Finished in 0.38825 seconds (files took 2.03 seconds to load)          
3 examples, 0 failures         

Tests for other phone cases

By adding this phone regex I’ve actually broken a rule of TDD: only write enough code to make the test pass. If you only write enough code to make the test pass, you know that all the code you’ve written is covered by tests.
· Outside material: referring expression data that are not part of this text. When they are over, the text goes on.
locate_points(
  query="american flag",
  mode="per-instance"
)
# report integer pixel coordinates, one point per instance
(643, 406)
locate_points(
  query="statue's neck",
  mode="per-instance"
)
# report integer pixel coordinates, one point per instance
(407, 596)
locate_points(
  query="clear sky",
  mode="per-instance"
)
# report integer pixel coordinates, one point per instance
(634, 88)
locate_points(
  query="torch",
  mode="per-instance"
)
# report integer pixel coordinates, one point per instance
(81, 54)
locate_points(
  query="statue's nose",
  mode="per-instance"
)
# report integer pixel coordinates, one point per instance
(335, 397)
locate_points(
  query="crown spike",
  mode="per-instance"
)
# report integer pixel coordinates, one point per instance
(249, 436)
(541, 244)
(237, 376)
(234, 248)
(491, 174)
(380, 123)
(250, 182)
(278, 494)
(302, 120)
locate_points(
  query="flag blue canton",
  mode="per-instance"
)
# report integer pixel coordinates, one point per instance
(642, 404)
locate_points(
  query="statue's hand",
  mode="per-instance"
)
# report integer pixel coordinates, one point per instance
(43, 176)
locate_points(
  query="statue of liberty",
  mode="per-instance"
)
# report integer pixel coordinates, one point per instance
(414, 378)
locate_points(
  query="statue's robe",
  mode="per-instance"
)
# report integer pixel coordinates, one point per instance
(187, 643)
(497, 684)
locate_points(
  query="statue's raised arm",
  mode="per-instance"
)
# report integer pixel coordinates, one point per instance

In this case I “wrote some code” (copy/pasted a regex from Stack Overflow) that didn’t have tests. So I’m going to go back and add more test cases. One case will say, “when the phone number is valid, the restaurant object should be valid”. The other will say “when the phone number is all numbers, the restaurant object should not be valid”.

require 'rails_helper'

RSpec.describe Restaurant, type: :model do
  it { is_expected.to validate_presence_of(:name) }
  it { is_expected.to validate_presence_of(:phone) }

  describe 'phone' do
    describe 'when phone number is valid' do
      it 'is valid' do
        restaurant = build(:restaurant, phone: '(555) 555-5555')
        expect(restaurant).to be_valid
      end
    end

    describe 'when phone number is too short' do
      it 'is not valid' do
        restaurant = build(:restaurant, phone: '123')
        restaurant.valid?
        expect(restaurant.errors[:phone]).to include('is invalid')
      end
    end

    describe 'when phone number is all letters' do
      it 'is not valid' do
        restaurant = build(:restaurant, phone: '(AAA) AAA-AAAA')
        restaurant.valid?
        expect(restaurant.errors[:phone]).to include('is invalid')
      end
    end
  end
end

These tests all pass. There’s a little duplication in my test, though, so I’m going to refactor.

require 'rails_helper'

RSpec.describe Restaurant, type: :model do
  it { is_expected.to validate_presence_of(:name) }
  it { is_expected.to validate_presence_of(:phone) }

  describe 'phone' do
    let(:restaurant) { build(:restaurant) }

    describe 'when phone number is valid' do
      it 'is valid' do
        restaurant.phone = '(555) 555-5555'
        expect(restaurant).to be_valid
      end
    end

    describe 'when phone number is too short' do
      it 'is not valid' do
        restaurant.phone = '123'
        restaurant.valid?
        expect(restaurant.errors[:phone]).to include('is invalid')
      end
    end

    describe 'when phone number is all letters' do
      it 'is not valid' do
        restaurant.phone = '(AAA) AAA-AAAA'
        restaurant.valid?
        expect(restaurant.errors[:phone]).to include('is invalid')
      end
    end
  end
end

All the tests still pass.

rspec spec/models/restaurant_spec.rb    
.....                              

Finished in 0.30868 seconds (files took 1.37 seconds to load)          
5 examples, 0 failures

To be continued

What I’ve written in the post is representative of the start of what I’d put in a model test but it’s certainly not the whole thing. What if my model contains some non-trivial methods? This post is already getting kind of long, so I plan to continue this in a Part 2.